Dr. Laura Hinkelman is a research scientist at the Joint Institute for the Study of the Atmosphere and Ocean of the University of Washington. She received her Ph.D. Meteorology from Penn State in 2003, where her dissertation research focused on shortwave (solar) radiative transfer through anisotropic clouds. She then spent four years at the NASA Langley Research Center working with satellite-based estimates of shortwave radiative fluxes at the surface of the Earth. Her research concerned the Earth's energy budget, long-term trends in surface insolation, and the effect of clouds on atmospheric radiative transfer.

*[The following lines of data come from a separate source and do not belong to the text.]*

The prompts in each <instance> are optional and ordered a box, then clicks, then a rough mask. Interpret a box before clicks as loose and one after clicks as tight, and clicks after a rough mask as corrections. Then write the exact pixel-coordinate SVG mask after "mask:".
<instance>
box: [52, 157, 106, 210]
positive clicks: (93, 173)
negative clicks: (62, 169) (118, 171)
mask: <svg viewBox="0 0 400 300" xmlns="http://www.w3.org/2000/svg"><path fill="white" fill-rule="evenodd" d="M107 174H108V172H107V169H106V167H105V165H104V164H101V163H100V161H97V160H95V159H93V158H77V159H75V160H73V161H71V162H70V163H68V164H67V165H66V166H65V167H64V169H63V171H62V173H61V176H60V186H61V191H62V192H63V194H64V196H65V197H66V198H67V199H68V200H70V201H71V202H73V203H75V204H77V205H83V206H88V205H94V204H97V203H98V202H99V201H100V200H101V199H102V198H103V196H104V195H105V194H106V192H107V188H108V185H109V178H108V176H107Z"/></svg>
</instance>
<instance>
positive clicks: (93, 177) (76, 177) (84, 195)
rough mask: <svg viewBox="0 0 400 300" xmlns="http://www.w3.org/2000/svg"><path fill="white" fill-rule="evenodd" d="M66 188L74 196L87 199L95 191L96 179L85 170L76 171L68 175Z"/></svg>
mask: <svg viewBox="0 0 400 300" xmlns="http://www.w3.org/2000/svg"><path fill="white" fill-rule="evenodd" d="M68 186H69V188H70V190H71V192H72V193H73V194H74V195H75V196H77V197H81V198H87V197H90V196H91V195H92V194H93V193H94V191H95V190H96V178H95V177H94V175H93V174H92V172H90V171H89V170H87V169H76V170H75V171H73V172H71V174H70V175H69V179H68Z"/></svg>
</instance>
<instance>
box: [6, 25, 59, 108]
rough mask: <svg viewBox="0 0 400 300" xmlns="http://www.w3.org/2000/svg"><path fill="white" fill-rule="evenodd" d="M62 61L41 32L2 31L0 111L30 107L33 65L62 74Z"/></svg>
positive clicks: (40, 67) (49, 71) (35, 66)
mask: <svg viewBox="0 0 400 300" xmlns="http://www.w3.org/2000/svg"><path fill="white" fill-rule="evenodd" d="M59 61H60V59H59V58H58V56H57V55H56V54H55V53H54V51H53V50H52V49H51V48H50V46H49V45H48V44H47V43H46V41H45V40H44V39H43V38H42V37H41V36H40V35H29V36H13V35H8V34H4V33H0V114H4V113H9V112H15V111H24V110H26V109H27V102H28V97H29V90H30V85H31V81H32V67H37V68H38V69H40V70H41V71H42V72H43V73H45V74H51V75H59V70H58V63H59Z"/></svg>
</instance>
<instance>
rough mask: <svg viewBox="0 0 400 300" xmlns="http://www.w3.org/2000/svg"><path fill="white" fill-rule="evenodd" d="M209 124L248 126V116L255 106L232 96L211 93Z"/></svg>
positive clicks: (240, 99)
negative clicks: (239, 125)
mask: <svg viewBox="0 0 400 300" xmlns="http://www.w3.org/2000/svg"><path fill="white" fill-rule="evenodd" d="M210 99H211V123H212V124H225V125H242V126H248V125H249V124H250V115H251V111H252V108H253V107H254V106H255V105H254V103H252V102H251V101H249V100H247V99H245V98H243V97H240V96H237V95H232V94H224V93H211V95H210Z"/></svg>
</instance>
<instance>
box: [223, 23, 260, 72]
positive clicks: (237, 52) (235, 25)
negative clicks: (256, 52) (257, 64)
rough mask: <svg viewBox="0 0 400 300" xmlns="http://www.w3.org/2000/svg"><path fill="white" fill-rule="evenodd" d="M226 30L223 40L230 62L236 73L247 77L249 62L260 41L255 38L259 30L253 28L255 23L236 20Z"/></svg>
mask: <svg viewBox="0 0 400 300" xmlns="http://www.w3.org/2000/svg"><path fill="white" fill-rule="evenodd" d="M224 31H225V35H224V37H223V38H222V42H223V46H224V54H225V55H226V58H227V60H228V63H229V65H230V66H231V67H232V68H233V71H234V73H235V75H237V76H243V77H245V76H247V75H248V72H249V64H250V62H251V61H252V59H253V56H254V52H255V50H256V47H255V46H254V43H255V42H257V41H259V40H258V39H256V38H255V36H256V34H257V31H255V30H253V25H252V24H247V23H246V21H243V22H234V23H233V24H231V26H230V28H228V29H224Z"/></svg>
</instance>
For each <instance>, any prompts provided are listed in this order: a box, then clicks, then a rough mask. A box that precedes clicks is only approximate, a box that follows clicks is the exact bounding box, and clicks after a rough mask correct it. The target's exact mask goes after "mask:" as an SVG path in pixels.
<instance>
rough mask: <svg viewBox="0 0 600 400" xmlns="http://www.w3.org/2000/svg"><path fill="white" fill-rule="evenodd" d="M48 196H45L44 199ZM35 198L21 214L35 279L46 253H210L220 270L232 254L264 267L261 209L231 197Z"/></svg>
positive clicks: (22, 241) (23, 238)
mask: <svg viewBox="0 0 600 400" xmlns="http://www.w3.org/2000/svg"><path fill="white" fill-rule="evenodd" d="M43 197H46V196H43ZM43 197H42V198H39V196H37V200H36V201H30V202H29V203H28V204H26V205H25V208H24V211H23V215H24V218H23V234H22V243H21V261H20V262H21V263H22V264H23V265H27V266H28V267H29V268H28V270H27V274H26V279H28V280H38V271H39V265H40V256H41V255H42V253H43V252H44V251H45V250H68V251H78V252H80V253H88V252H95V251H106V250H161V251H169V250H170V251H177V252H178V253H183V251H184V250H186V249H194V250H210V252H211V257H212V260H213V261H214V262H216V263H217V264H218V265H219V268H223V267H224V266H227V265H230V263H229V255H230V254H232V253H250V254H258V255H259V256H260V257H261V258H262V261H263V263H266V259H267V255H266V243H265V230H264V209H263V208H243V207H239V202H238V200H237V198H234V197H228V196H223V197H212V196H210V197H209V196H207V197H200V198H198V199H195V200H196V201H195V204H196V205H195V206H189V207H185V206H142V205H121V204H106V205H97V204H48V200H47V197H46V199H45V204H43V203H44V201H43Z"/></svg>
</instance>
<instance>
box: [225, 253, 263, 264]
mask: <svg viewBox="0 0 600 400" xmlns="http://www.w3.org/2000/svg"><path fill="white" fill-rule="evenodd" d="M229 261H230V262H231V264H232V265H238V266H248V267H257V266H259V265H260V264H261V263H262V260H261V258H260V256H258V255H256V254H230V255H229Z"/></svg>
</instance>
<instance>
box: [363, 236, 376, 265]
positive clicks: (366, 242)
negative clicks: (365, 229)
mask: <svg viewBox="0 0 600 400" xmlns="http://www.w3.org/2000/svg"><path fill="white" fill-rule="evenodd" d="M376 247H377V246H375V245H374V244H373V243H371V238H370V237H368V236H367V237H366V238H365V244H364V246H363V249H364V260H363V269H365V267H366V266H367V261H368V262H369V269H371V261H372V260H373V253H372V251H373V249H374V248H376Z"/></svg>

Dr. Hinkelman arrived at the University of Washington in 2007. Her early projects focused on evaluating and improving a variety of measurements made from satellites, specifically cloud droplet size and concentration, wind speeds determined from observations of cloud motion, and the flux of solar energy reaching the ground. This included leading a project to retroactively improve the measurements that serve as the basis of the International Satellite Cloud Climatology Project, which, as the primary satellite record of worldwide cloud amount, has found application in many climate studies. More recently, her interests have shifted to applications of surface solar flux measurement data, including how insolation variability affects photovoltaic systems. She is excited to begin working on the use of satellite radiation data to improve the modeling of snowmelt in mountainous areas, since changes in the snowpack as a result of climate change will be important to energy production and the availability of drinking water (not to mention winter outdoor activities!) in the western United States.
Laura is a native of Rochester, New York, where snow was a regular part of life -- as of this writing (early February 2011), Rochester had received 92" of snow this winter -- and has missed winter snowfall since moving to more temperate areas. Her favorite non-work activities include cycling, hiking, cross-country skiing, and contradancing.